Montpellier Business School
15 October 2017

What is behavioural economics, which enabled Richard H. Thaler to win the 2017 Nobel Prize in Economics?

What is behavioural economics, which enabled Richard H. Thaler to win the 2017 Nobel Prize in Economics?

On Monday, 9 October, the 2017 Nobel Prize in Economics was awarded to American Richard H. Thaler, a professor at the University of Chicago, for his work on the psychological and social mechanisms involved in consumer and investor decision-making. His work studies how certain human characteristics and social preferences limit the rationality epitomised in the concept of homo economicus. Montpellier Business School professor Laurie Balbo, who for several years has taught a course on ‘Consumer behaviour and psychology’, sheds lights on this hot topic in economics.

What is Thaler’s work about ?

Richard H. Thaler is known for theorising the concept of ‘mental compatibility’, which explains the tendency of individuals to divide their money into different mental accounts based on a variety of subjective criteria, such as the money’s source or destination. His work shows that individuals assign different functions to each mental account by concentrating on the individual impacts of each decision, rather than on the overall effect.

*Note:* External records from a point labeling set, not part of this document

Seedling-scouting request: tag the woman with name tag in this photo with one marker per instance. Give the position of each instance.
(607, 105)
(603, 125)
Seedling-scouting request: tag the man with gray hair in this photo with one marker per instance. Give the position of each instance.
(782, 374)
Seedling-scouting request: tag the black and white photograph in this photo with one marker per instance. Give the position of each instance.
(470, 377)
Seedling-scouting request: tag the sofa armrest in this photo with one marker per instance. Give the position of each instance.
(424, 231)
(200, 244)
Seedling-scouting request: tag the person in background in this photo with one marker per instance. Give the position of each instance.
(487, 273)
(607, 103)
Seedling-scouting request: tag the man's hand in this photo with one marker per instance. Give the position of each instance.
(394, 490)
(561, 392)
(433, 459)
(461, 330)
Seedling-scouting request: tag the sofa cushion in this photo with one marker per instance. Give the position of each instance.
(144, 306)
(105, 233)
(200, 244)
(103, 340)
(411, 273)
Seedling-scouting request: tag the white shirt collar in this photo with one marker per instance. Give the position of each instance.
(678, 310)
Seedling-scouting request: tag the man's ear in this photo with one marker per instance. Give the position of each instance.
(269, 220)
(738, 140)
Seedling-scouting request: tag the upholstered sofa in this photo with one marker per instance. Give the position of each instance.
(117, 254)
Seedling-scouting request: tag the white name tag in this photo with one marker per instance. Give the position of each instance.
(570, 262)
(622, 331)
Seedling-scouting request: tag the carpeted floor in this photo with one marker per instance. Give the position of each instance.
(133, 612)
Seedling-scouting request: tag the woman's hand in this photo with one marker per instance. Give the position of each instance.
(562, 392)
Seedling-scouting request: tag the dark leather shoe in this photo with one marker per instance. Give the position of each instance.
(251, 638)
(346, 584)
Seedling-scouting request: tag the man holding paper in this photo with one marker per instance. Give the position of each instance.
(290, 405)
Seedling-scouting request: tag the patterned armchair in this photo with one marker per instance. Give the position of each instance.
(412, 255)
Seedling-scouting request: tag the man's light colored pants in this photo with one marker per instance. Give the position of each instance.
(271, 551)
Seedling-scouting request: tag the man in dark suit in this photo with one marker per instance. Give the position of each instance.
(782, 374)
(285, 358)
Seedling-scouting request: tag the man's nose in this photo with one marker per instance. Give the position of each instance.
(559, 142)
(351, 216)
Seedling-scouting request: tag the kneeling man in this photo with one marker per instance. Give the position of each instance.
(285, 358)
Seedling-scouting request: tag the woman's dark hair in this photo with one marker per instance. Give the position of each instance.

Can you illustrate the concept of ‘mental accounting’ with an example ?

Yes, of course. You’re going to buy a €20 ticket for a show, and while you’re waiting in line, one of the two following things happens: 1) You lose the €20 you had in your pocket, or 2) You buy the ticket but lose it before getting inside. In these two cases, assuming you still have enough money, would you buy another ticket to the show?
If you act logically, your answer in both scenarios should be the same. The question is whether you’ll spend €20 more to see the show. However, because of the existence of different mental accounts, as a general rule, the decision isn’t the same for each scenario. In the first scenario (where you lose €20), most people don’t think of the lost €20 as part of their mental account for ‘entertainment’, because they still haven’t spent it or assigned it to that account. So they’re more likely to buy another €20 ticket to the show. By contrast, in the second scenario, the money had been spent and hence added to the mental account for entertainment. So they’re less likely to buy a new ticket.


Thaler is also known for his work on the ‘Nudge’, right ?
Yes. In fact, Thaler is one of the founding fathers of Nudge theory, which he put forth in an essay co-written in 2009 with Cass Sunstein, a professor of law at Harvard University. In this work, the authors advocate a form of ‘soft’ intervention, otherwise known as ‘liberal paternalism’: individuals remain free to choose but are encouraged to take one path instead of another by exposing them to a carefully studied and developed ‘architecture of choice’. For example, Amsterdam airport, in the Netherlands, got the idea to put stickers in the shape of flies at the bottom of urinals, in order to encourage men to use ‘good aim’ and reduce the costs of cleaning the toilets. It has to be said, projections fell by 80% !

The Nudge is based on the idea that if individuals aren’t able, because of their ‘cognitive biases’, to make the decisions that are best for them, their choice should be guided to help them.


How do you talk to MBS students about Thaler’s work ?

In all the courses I teach at MBS, I strive to convey to students the results of research papers either in ‘theoretical’ courses or in projects that the students work on. For example, in the PMGE M2 and MSc course in marketing entitled ‘Consumer Behaviour and Psychology’, students in previous years have taken part in the Nudge Challenge, organised by Nudge France, to encourage environmentally responsible behaviour. In 2015, for the ‘COP21’ edition of the challenge, an MBS team took home the award for the most liked video on Facebook! In 2016, with the theme ‘Paris 2024’, a group of MBS students were among the 16 challenge finalists who travelled to the capital to defend their idea in a pitch. This year, because of the timing of the challenge, we couldn’t participate, but all my courses address Nudge theory from various angles.